= Charles Carroll (British Army officer) =

British soldier

Brigadier Charles Samuel Flanagan Carroll, OBE, MC (30 January 1923 - 1992) was a British soldier of the Brigade of Gurkhas who led a bayonet charge of a Japanese position during the Second World War and fought communist insurgents in the jungle during the Malayan Emergency.

==Early life==
Charles Samuel Flanagan Carroll was born in Calcutta on 30 January 1923. He was educated at Lawrence College Ghora Gali.

==Military career==
Carroll was commissioned into the Indian Army in 1942 and served first, as was customary, in a British regiment, the Worcesters.

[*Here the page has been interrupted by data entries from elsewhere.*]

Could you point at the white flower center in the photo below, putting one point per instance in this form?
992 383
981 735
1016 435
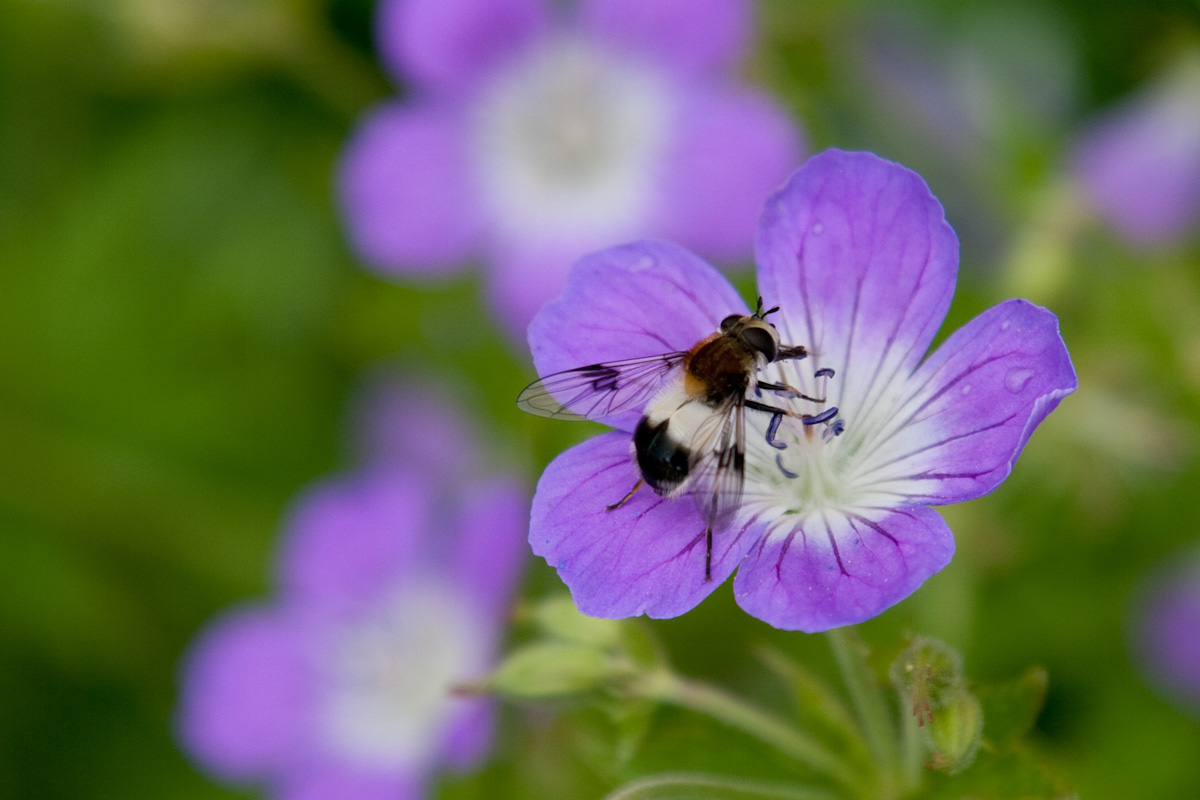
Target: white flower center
815 470
567 142
389 675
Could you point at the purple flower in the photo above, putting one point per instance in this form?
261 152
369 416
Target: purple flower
1167 623
834 529
534 134
1139 164
391 589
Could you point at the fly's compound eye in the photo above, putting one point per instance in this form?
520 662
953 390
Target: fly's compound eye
730 322
762 340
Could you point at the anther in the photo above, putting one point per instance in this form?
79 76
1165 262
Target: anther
823 416
772 429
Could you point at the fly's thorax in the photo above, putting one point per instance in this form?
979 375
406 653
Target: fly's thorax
719 368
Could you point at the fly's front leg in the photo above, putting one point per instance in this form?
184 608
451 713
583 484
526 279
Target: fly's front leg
787 390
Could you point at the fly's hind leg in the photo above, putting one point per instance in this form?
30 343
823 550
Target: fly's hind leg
628 497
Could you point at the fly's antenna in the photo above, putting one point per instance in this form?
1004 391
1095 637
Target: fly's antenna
762 314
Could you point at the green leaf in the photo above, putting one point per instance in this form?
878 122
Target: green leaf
1012 708
714 787
817 705
561 619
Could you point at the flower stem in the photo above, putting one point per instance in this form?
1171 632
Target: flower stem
870 705
705 698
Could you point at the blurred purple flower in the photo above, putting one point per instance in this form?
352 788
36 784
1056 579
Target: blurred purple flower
393 584
534 134
833 529
1167 630
1139 164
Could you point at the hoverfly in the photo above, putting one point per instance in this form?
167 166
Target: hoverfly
691 435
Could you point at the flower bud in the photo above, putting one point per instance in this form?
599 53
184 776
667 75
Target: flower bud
955 732
929 674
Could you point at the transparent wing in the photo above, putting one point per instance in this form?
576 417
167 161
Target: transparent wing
601 389
718 474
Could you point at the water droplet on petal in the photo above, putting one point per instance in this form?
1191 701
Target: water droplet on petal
1018 378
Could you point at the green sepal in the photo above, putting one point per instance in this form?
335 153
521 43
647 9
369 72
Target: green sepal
552 669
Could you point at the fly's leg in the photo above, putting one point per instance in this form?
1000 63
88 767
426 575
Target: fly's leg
791 353
779 413
627 498
784 389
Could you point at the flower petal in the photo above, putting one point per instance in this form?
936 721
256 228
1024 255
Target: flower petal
732 149
1139 164
859 257
976 402
406 191
624 302
245 696
643 558
837 570
349 540
449 44
695 36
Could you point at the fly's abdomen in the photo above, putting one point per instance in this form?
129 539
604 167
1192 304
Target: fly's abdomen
661 458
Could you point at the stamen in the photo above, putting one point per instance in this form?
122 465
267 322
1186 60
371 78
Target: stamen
772 429
823 416
787 473
834 429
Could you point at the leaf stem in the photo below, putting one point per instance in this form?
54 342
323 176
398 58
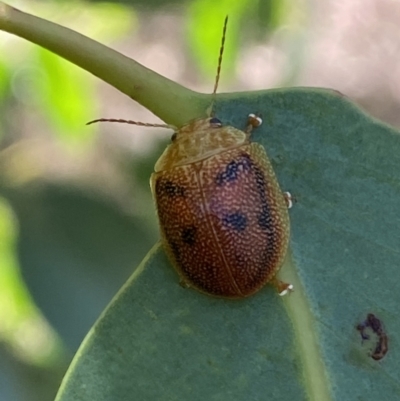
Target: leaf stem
172 102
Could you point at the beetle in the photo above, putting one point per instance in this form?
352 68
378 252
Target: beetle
223 217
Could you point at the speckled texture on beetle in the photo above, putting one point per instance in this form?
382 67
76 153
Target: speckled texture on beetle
223 217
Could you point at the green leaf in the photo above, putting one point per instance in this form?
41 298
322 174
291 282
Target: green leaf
157 340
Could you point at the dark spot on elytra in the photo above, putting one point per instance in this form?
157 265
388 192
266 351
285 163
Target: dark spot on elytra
233 169
169 188
188 235
175 249
264 218
237 221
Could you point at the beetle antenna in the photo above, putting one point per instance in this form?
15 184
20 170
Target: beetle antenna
117 120
221 52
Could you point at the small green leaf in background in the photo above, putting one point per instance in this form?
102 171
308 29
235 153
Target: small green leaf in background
157 340
21 325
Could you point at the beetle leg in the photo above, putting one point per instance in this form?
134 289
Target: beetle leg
253 121
282 287
289 199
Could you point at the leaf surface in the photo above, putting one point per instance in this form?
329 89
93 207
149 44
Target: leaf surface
157 340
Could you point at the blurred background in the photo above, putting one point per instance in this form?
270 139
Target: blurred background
76 215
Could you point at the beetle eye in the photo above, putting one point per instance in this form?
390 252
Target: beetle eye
215 122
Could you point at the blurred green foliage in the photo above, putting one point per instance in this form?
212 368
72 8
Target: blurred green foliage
73 228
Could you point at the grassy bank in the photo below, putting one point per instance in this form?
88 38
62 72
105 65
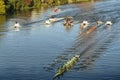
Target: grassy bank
10 6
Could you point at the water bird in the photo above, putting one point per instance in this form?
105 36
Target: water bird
16 25
91 29
108 23
99 22
68 21
56 9
84 24
67 66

He then joined the 4th Battalion of the 6th Gurkhas and went to Burma in 1944 as commander of C company. In 1945 he earned a Military Cross in Burma when he led a bayonet charge at Mindegon, near Mandalay. After the end of the Second World War, he became adjutant of the 1st Gurkha Battalion. He then went to Malaya to fight communist insurgents in the jungle and was mentioned in dispatches. He had various staff appointments, was appointed an OBE in 1966, and lastly commanded the Aldershot Garrison before his retirement from the army in 1978.

==Family==
Carroll married Priscilla Puckle, sister of the actress Beth Rogan. They had two sons.

==Later life==
After his retirement, Carroll was house governor of the Phyllis Tuckwell Hospice in Farnham and did work for the Citizens' Advice Bureau in Haslemere. He died in 1992 and was survived by his wife and sons.